Key witness cites quid pro quo with Ukraine

(Andrew Harnik | AP) Rep. Adam Schiff, D-Calif., Chairman of the House Intelligence Committee, pauses while giving a statement to members of the media on Capitol Hill in Washington, Tuesday, Oct. 8, 2019. The Trump administration barred Gordon Sondland, the U.S. European Union ambassador, from appearing Tuesday before a House panel conducting the impeachment inquiry of President Donald Trump.

Washington • A crucial witness in the impeachment inquiry reversed himself this week and acknowledged to investigators that he had told a top Ukrainian official that the country would most likely have to give President Donald Trump what he wanted — a public pledge for investigations — in order to unlock military aid.

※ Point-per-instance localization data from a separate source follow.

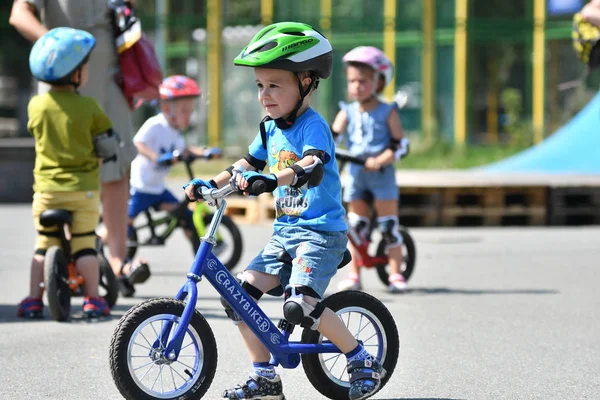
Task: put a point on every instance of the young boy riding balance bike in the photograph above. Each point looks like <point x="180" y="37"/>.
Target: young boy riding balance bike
<point x="296" y="144"/>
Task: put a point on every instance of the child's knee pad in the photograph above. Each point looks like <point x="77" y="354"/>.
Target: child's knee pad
<point x="390" y="231"/>
<point x="299" y="312"/>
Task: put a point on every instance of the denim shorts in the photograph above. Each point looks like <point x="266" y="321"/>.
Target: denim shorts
<point x="381" y="184"/>
<point x="316" y="256"/>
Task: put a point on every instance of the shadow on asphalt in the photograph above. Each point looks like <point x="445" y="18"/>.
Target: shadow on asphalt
<point x="446" y="290"/>
<point x="8" y="314"/>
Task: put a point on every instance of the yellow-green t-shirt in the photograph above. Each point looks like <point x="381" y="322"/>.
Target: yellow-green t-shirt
<point x="63" y="125"/>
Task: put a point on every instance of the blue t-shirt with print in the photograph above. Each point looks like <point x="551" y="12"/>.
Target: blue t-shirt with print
<point x="318" y="207"/>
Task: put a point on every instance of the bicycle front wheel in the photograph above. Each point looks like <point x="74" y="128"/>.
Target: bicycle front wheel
<point x="141" y="370"/>
<point x="371" y="323"/>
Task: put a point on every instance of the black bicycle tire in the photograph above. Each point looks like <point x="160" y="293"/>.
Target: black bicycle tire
<point x="136" y="316"/>
<point x="410" y="259"/>
<point x="310" y="362"/>
<point x="57" y="291"/>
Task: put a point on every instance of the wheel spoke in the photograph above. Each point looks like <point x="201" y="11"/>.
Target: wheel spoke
<point x="173" y="377"/>
<point x="335" y="362"/>
<point x="162" y="388"/>
<point x="187" y="345"/>
<point x="149" y="344"/>
<point x="192" y="368"/>
<point x="143" y="376"/>
<point x="156" y="333"/>
<point x="181" y="376"/>
<point x="370" y="337"/>
<point x="156" y="380"/>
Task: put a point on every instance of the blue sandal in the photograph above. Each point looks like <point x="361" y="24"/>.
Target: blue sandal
<point x="365" y="378"/>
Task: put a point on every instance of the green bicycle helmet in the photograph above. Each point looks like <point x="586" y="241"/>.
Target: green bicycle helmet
<point x="289" y="46"/>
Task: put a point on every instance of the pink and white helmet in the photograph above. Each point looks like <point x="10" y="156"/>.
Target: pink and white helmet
<point x="374" y="58"/>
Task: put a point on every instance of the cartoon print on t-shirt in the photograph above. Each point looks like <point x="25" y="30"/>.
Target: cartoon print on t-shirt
<point x="293" y="201"/>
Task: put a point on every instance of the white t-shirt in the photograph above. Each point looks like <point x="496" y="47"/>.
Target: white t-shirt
<point x="156" y="134"/>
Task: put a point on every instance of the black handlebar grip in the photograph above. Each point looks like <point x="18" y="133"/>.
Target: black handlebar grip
<point x="258" y="187"/>
<point x="198" y="192"/>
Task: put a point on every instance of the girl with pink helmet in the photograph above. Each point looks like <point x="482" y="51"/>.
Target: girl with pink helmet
<point x="160" y="144"/>
<point x="373" y="130"/>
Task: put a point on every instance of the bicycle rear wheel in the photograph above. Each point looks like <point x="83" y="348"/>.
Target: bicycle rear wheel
<point x="371" y="323"/>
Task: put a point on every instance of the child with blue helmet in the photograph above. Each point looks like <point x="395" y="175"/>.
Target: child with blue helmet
<point x="373" y="131"/>
<point x="295" y="144"/>
<point x="71" y="133"/>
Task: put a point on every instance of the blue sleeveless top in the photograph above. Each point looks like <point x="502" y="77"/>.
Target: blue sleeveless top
<point x="367" y="132"/>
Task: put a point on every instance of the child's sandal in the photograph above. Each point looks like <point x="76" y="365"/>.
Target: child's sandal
<point x="365" y="378"/>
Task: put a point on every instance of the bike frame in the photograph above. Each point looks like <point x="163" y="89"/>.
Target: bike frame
<point x="206" y="264"/>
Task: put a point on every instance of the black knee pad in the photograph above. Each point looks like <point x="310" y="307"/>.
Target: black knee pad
<point x="298" y="312"/>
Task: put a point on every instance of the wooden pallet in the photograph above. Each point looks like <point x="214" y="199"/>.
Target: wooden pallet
<point x="498" y="197"/>
<point x="496" y="216"/>
<point x="574" y="206"/>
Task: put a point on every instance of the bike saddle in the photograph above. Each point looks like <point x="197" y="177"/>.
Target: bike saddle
<point x="285" y="258"/>
<point x="55" y="217"/>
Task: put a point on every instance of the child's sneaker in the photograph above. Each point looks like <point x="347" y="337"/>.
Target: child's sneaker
<point x="31" y="308"/>
<point x="352" y="282"/>
<point x="365" y="378"/>
<point x="397" y="283"/>
<point x="94" y="307"/>
<point x="257" y="388"/>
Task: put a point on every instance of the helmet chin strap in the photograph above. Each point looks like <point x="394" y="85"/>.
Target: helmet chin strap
<point x="287" y="122"/>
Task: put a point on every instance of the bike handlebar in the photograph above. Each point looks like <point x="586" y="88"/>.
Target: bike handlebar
<point x="214" y="194"/>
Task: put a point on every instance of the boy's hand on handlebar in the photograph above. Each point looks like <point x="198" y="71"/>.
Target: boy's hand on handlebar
<point x="193" y="189"/>
<point x="246" y="180"/>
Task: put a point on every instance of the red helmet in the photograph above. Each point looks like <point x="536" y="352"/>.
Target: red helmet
<point x="178" y="86"/>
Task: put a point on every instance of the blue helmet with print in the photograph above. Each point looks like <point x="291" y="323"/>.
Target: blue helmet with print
<point x="59" y="52"/>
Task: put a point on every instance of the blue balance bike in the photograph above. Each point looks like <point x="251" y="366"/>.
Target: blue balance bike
<point x="165" y="349"/>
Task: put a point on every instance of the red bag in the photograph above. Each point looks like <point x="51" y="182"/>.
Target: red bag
<point x="140" y="72"/>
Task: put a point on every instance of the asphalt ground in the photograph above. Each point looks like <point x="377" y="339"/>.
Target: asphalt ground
<point x="505" y="313"/>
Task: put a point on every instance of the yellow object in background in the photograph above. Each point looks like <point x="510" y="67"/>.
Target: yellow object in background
<point x="585" y="36"/>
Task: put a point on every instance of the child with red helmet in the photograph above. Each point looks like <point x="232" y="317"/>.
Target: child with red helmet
<point x="160" y="144"/>
<point x="373" y="131"/>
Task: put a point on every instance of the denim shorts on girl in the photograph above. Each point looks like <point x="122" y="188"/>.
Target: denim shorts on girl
<point x="381" y="184"/>
<point x="316" y="256"/>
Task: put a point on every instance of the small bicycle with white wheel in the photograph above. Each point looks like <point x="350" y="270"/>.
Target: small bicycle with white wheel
<point x="165" y="349"/>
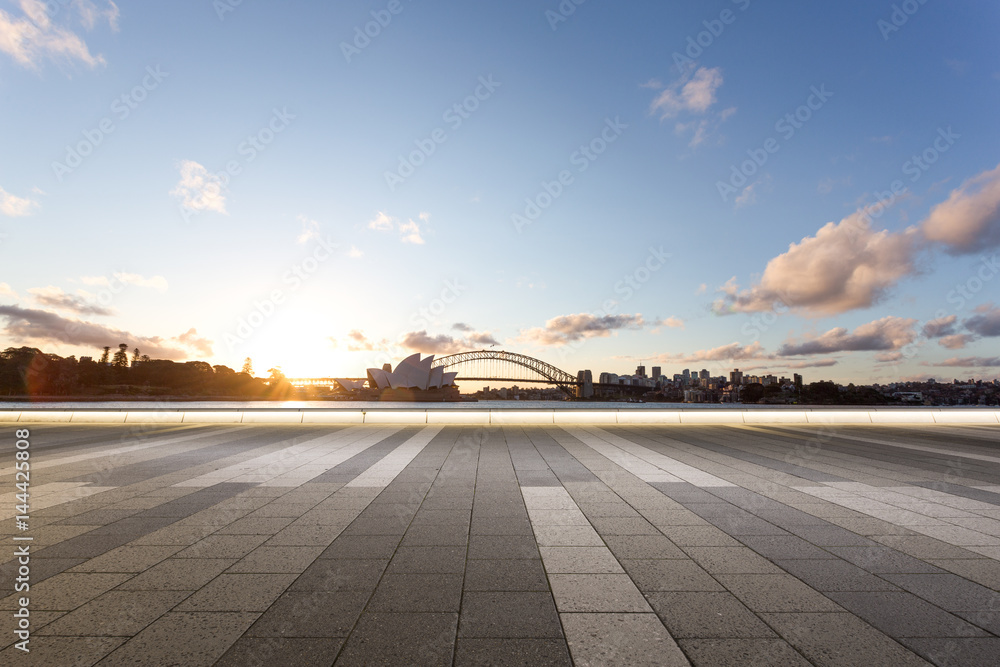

The disclosure from Gordon D. Sondland, an ally of Trump who is the United States ambassador to the European Union, confirmed his role in laying out a quid pro quo to Ukraine that conditioned the release of security assistance from the United States on the country’s willingness to say it was investigating former Vice President Joe Biden and other Democrats.

That admission, included in a four-page sworn statement released Tuesday, directly contradicted his testimony to investigators last month, when he said he “never” thought there was any precondition on the aid.

“I said that resumption of the U.S. aid would likely not occur until Ukraine provided the public anticorruption statement that we had been discussing for many weeks,” Sondland said in the new statement, which was made public by the House committees leading the inquiry, along with the transcript of his original testimony.

Sondland’s disclosure appeared intended to insulate him from accusations that he intentionally misled Congress during his earlier testimony, in which he frequently said he could not recall key details and events under scrutiny by impeachment investigators.

The question of a quid pro quo is at the heart of the impeachment investigation into Trump, which turns on whether the president abused his power when he asked a foreign power to target his political rivals.

The new information surfaced as the House committees also released a transcript of their interview last month with Kurt Volker, the former special envoy to Ukraine.

Rushing to complete their final round of requests for key witnesses before they commence public impeachment hearings, the panels also scheduled testimony Friday by Mick Mulvaney, the acting White House chief of staff, who quickly said he would not comply. And two more administration witnesses who had been scheduled to testify Tuesday — Michael Duffey, a top official in the White House budget office, and Wells Griffith, a senior aide to Energy Secretary Rick Perry — failed to appear.